Originally published on Medium, quite some time ago, here

In this part, we’re gonna see how to use information-theoretic concepts like mutual information, to identify the most relevant features for a machine learning model. Also, the Boruta algorithm will de described and some heuristics on how to choose FS algorithms based on dataset size and sparseness will be given.

The first part of this series can be accessed here.

Boruta: when forests help you find the way

Boruta is an algorithm, originally written for R, that uses random forests and so-called shadow features, which are permuted original features, to iteratively select and rank important features in a dataset. It’s quite a powerful algorithm capable of clearly deciding if a variable is significant or not and the level of statistical significance of these variables.

Another interesting thing about Boruta, from its original FAQ

It is an all relevant feature selection method, while most other are minimal optimal; this means it tries to find all features carrying information usable for prediction, rather than finding a possibly compact subset of features on which some classifier has a minimal error.

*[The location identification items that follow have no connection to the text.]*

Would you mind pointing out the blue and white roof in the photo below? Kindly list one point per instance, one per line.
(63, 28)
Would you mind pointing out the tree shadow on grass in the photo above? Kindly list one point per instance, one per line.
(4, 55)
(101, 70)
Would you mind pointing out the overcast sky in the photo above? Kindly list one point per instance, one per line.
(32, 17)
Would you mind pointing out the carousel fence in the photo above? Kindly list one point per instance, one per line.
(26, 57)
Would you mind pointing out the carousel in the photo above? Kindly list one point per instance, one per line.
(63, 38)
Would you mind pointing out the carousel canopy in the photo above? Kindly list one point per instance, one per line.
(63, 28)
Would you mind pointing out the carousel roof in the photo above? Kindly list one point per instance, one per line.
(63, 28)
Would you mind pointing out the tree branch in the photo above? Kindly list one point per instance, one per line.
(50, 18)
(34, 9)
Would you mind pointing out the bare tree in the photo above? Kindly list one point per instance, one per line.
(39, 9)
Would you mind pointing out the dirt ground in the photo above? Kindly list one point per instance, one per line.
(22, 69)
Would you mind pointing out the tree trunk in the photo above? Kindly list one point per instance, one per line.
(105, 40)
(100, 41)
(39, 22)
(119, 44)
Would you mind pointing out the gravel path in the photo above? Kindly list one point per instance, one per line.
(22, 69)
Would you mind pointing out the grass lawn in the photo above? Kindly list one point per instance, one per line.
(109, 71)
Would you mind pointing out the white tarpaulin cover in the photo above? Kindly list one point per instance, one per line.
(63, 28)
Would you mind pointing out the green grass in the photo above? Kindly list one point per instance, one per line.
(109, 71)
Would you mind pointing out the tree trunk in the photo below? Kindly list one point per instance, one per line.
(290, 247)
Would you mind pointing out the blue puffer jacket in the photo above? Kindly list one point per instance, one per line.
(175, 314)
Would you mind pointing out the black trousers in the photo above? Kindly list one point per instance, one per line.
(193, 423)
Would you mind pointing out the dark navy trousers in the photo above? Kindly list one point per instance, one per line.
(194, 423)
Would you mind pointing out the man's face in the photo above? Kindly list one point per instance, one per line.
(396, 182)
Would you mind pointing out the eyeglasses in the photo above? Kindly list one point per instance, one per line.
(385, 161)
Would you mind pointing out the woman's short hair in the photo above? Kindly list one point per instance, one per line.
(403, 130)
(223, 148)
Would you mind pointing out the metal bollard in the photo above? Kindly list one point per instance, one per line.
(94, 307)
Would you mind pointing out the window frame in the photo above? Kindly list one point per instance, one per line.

A great (I can’t do better + too much copy-pasting in the blog post is just not fair) explanation of how Boruta works, how to properly use it, and even why the name, can be found on its wiki/FAQ page here. If you intend to use it, check the link.

The best thing is, it is also available in Python, here. Being part of scikit-learn-contrib group of packages, it’s interface is the all-to-familiar fit_transform/fit+transform methods. It is more flexible than the original implementation, with the possibility to use your estimator (as long as it has feature_importances_ attribute) and tune the threshold for comparison between shadow and real features. Here’s a code example from the project:

import pandas as pd
from sklearn.ensemble import RandomForestClassifier
from boruta import BorutaPy# load X and y
# NOTE BorutaPy accepts numpy arrays only, hence the .values attribute
X = pd.read_csv('examples/test_X.csv', index_col=0).values
y = pd.read_csv('examples/test_y.csv', header=None, index_col=0).values
y = y.ravel()# define random forest classifier, with utilising all cores and
# sampling in proportion to y labels
rf = RandomForestClassifier(n_jobs=-1, class_weight='balanced', max_depth=5)# define Boruta feature selection method
feat_selector = BorutaPy(rf, n_estimators='auto', verbose=2, random_state=1)# find all relevant features - 5 features should be selected
feat_selector.fit(X, y)# check selected features - first 5 features are selected
feat_selector.support_# check ranking of features
feat_selector.ranking_# call transform() on X to filter it down to selected features
X_filtered = feat_selector.transform(X)

Mutual Information: what is it?

Mutual Information is a measure of how much the presence/absence of some variable will affect the correct classification of the target variable.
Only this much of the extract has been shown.